それは、日本の金融庁を始め関連省庁ではいまだに「ブロックチェーン=仮想通貨」という固定概念が根強く持たれています。
例えば、ブロックチェーンの有益なプロジェクトが立ちあがったとしても銀行は融資してくれません。
ブロックチェーンを産業向けに構築するという事業計画を示しても「仮想通貨事業には融資できません」の一点張りです、これでは日本ではブロックチェーン技術者も企業も育っていかなくなるでしょう。
そこで、将来を考えている民間ファンドが「ブロックチェーン・スタートアップファンド」を組成し支援している状況です。
「仮想通貨=ブロックチェーン」ですが「ブロックチェーン=仮想通貨」ではありません、ここが一般的に理解されていないところです。

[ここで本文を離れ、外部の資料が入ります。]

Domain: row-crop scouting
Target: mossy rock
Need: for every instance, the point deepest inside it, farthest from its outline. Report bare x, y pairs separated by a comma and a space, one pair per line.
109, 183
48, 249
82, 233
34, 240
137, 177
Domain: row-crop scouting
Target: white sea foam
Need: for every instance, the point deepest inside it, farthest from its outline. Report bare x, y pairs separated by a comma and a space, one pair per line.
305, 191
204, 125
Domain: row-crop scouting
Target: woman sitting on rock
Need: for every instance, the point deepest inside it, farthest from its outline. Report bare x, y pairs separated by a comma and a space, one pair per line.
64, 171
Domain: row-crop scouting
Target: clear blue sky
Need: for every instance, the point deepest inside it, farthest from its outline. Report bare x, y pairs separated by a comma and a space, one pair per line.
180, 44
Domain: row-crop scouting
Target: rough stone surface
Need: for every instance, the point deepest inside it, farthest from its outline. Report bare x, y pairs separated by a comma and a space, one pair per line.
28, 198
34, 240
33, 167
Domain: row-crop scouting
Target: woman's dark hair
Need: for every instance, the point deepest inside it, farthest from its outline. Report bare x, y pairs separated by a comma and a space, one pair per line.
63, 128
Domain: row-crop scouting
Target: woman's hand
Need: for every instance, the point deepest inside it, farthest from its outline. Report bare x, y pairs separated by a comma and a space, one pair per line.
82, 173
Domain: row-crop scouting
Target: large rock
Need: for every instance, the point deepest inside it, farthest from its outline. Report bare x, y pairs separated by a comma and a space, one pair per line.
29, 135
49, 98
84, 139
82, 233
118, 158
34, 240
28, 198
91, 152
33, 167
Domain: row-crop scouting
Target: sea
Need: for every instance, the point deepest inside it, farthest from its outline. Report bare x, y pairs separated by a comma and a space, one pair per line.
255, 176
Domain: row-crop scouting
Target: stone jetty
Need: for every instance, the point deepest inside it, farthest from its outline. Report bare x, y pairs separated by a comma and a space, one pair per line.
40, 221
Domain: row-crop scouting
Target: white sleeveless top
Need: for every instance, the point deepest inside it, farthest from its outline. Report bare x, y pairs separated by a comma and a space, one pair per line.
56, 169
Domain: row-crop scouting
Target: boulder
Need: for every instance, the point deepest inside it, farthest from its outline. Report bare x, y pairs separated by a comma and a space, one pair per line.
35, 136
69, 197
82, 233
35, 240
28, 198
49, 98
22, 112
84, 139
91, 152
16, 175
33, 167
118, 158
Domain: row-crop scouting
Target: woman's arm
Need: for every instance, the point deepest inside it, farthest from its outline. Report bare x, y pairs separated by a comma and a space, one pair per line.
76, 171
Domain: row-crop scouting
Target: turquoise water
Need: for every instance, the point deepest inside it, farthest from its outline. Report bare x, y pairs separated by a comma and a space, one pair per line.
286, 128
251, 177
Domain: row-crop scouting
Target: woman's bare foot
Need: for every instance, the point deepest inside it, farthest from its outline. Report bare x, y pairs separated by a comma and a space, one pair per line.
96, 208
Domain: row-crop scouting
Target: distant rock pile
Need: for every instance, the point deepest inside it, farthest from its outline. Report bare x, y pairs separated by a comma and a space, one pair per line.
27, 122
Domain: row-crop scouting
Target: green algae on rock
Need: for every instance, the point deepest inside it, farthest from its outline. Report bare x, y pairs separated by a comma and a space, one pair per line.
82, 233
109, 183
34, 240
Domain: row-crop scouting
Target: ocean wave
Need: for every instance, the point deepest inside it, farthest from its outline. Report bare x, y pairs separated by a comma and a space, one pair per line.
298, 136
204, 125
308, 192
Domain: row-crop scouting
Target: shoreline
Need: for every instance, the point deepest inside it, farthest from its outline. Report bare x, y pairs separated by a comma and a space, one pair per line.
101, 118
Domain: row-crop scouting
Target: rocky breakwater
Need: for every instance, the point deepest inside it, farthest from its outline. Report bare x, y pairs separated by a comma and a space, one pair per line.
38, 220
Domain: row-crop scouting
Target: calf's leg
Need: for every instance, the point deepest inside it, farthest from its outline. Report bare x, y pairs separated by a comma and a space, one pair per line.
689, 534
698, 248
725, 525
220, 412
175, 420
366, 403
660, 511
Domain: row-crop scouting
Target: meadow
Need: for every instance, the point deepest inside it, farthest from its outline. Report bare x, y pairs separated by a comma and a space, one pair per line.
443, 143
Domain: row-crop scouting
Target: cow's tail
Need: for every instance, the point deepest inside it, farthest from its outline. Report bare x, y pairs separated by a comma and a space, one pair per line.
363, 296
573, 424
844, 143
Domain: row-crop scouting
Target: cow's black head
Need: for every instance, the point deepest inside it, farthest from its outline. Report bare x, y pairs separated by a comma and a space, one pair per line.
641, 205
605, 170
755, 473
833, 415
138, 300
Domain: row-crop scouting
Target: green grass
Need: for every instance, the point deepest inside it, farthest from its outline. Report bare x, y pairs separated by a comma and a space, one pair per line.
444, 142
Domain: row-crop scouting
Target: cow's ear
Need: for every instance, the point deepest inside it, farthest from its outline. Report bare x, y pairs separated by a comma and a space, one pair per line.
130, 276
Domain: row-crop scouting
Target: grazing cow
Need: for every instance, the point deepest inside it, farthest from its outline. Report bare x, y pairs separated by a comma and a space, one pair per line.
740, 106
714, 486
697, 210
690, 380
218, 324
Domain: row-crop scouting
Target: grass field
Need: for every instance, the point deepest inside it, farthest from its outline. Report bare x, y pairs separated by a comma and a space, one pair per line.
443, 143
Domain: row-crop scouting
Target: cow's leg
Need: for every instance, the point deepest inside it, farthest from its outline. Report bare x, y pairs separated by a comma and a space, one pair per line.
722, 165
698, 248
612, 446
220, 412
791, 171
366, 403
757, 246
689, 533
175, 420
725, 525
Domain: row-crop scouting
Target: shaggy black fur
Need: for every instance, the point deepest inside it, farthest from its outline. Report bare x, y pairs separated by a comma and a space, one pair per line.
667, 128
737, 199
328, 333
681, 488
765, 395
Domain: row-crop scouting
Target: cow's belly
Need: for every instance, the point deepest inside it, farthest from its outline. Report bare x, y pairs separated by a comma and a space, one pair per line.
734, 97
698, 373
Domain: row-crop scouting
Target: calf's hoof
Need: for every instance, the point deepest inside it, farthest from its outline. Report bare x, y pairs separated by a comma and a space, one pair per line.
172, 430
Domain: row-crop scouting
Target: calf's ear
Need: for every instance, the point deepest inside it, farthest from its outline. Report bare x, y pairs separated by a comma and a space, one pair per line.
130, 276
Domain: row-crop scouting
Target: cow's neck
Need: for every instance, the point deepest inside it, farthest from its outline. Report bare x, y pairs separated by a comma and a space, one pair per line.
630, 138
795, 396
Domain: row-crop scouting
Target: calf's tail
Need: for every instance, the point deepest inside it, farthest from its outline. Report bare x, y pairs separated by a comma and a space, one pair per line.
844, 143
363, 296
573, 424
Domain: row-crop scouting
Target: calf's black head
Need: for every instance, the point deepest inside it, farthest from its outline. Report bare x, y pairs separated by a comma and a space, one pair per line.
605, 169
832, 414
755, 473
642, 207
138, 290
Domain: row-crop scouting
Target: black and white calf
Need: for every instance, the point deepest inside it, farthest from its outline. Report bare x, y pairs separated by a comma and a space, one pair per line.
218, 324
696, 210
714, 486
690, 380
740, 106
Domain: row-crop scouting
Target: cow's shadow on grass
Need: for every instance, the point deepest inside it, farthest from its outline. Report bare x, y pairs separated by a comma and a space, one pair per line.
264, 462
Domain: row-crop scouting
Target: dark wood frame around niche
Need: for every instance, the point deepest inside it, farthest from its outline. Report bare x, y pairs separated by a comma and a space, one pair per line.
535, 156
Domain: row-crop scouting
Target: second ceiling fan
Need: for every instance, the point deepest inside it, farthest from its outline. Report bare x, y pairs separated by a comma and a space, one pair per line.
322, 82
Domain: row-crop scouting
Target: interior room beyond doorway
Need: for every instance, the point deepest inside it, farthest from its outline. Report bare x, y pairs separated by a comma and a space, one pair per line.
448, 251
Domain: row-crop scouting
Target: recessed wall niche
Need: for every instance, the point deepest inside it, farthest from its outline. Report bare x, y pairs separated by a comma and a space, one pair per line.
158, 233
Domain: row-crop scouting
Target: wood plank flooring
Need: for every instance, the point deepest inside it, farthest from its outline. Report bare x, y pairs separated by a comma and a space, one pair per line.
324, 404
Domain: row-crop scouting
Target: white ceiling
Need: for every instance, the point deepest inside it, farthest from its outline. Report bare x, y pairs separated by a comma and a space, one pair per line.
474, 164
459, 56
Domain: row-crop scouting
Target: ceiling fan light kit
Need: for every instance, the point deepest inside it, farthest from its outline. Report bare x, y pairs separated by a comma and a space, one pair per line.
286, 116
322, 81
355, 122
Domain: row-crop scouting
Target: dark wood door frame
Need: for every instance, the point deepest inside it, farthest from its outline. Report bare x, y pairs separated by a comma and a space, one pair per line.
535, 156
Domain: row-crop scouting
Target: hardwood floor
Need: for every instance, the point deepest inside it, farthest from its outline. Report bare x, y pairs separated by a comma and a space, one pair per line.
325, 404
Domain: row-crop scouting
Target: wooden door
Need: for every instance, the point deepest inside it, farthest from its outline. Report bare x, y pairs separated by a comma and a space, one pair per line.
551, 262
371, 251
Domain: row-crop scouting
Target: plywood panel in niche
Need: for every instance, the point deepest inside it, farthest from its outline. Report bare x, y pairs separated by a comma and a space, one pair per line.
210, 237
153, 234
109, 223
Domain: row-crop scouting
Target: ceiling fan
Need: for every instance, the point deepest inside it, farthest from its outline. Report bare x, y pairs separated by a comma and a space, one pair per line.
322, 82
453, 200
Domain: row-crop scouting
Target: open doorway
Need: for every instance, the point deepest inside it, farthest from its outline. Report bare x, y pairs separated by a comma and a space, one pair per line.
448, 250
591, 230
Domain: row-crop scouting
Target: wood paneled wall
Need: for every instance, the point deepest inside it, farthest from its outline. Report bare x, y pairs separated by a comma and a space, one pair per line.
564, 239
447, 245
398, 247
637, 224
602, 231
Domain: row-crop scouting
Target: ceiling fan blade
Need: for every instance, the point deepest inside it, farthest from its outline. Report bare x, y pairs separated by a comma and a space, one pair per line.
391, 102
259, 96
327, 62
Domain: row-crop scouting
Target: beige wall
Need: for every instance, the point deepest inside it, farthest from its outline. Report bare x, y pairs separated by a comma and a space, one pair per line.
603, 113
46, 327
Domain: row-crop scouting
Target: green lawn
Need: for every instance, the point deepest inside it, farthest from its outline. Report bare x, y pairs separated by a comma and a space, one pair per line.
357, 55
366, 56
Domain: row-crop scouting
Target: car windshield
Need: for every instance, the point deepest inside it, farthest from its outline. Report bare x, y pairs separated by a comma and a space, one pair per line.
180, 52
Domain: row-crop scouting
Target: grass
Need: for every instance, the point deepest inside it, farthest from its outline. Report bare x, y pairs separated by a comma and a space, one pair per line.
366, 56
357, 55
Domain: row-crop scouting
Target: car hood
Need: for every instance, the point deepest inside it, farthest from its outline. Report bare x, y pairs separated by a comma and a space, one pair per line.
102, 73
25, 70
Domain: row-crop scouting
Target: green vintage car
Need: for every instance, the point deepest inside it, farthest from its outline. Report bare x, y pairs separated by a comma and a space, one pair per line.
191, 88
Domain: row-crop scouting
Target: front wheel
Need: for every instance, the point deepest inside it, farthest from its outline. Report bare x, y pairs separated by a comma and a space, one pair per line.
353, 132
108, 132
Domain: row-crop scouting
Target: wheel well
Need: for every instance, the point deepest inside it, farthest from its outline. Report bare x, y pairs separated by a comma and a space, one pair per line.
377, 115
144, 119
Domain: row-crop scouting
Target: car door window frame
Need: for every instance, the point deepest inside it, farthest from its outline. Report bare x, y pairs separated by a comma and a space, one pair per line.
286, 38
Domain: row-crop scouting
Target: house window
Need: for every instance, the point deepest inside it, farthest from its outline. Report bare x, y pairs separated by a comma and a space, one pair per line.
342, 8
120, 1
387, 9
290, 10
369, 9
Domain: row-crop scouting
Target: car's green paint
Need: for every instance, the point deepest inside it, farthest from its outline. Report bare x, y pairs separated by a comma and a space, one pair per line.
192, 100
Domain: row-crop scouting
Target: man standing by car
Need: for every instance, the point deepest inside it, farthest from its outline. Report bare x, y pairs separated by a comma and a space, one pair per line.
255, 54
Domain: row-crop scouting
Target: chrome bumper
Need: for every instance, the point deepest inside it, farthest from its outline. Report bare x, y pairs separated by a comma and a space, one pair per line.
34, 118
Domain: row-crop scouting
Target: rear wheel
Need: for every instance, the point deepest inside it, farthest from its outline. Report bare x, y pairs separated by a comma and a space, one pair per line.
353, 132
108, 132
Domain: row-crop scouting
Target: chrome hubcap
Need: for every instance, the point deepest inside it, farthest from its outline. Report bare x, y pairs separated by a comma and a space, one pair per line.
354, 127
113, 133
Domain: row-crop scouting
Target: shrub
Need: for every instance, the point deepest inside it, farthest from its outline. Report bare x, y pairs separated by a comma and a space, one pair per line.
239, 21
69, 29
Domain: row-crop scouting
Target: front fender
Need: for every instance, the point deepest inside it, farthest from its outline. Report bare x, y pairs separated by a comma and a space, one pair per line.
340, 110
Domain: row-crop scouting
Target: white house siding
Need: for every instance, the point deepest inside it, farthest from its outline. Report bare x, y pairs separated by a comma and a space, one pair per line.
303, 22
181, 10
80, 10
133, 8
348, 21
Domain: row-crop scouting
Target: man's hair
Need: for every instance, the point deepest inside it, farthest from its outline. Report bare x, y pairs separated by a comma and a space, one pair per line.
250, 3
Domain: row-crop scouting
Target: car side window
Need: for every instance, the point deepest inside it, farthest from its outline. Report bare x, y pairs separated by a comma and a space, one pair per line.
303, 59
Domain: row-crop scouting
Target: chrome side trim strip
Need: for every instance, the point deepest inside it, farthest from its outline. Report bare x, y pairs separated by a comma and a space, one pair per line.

仮想通貨は、無人による取引保障技術にブロックチェーンを用いた単なるDApps(分散アプリケーション)の一つに過ぎないのです。
ただし、仮想通貨の誕生によって埋もれていた革命的なブロックチェーンという技術が世に放たれたことは事実であり歓迎すべき出来事だったといえます。
今後、医療現場や人材紹介業界、またIoT産業などでは分散処理と情報の保障という意味ではブロックチェーンが不可欠な技術となっていきます。
その応用範囲の広さ深さをどう理解させていくか、実に悩ましい課題でもあります。
お堅い日本の政治家に、誰がどのようにして説明し理解させればよいのでしょう?
残念なことに、日本の政治家や官僚がブロックチェーンを懐疑的に捉えている間に確実に世界の技術革新に遅れていきます。
5年後、「ブロックチェーン最後進国・日本」、「キャッシュレス最後進国・日本」、そんな惨めなレッテルを貼られないことだけを祈ります。
ちなみに、スウェーデンやエストニアでは既にキャッシュレス化が90%まで進んでおり、中国を筆頭としてアジアでも急速に進んできています。
人間というもの一度大きな悔しい思いをしないと、なかなか自分の過ちに気が付かないものなのです、後悔は最大の反省を促すのです。